Computational Molecular Evolution

Computational Molecular Evolution PDF Author: Ziheng Yang
Publisher: Oxford University Press, USA
ISBN: 0198566999
Category : Medical
Languages : en
Pages : 374

Get Book Here

Book Description
This book describes the models, methods and algorithms that are most useful for analysing the ever-increasing supply of molecular sequence data, with a view to furthering our understanding of the evolution of genes and genomes.

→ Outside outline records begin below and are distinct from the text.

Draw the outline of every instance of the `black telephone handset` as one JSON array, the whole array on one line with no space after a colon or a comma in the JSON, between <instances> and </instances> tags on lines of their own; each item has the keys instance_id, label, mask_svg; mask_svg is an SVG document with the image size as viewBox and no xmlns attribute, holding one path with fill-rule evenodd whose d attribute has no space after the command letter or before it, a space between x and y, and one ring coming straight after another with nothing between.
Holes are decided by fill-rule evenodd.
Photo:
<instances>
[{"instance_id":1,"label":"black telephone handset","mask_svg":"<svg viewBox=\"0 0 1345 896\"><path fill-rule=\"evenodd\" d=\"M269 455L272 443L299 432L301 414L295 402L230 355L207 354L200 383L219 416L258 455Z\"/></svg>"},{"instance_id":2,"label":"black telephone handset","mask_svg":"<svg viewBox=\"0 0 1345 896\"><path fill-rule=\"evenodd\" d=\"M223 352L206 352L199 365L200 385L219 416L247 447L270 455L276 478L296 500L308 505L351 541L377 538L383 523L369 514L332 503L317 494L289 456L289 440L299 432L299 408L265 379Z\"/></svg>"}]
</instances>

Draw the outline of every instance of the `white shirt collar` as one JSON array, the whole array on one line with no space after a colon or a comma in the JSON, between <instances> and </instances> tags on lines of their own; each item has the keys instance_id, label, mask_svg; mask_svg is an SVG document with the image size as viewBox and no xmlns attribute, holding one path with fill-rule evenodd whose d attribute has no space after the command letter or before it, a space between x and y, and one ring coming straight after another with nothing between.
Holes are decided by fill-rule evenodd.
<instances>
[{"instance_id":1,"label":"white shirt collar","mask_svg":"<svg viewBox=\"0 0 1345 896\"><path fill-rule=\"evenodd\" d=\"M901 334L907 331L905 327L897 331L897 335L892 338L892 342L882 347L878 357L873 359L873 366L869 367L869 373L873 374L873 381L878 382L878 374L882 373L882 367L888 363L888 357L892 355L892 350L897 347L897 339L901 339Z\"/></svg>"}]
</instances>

Computational Molecular Evolution

Computational Molecular Evolution PDF Author: Ziheng Yang
Publisher: Oxford University Press, USA
ISBN: 0198566999
Category : Medical
Languages : en
Pages : 374

Get Book Here

Book Description
This book describes the models, methods and algorithms that are most useful for analysing the ever-increasing supply of molecular sequence data, with a view to furthering our understanding of the evolution of genes and genomes.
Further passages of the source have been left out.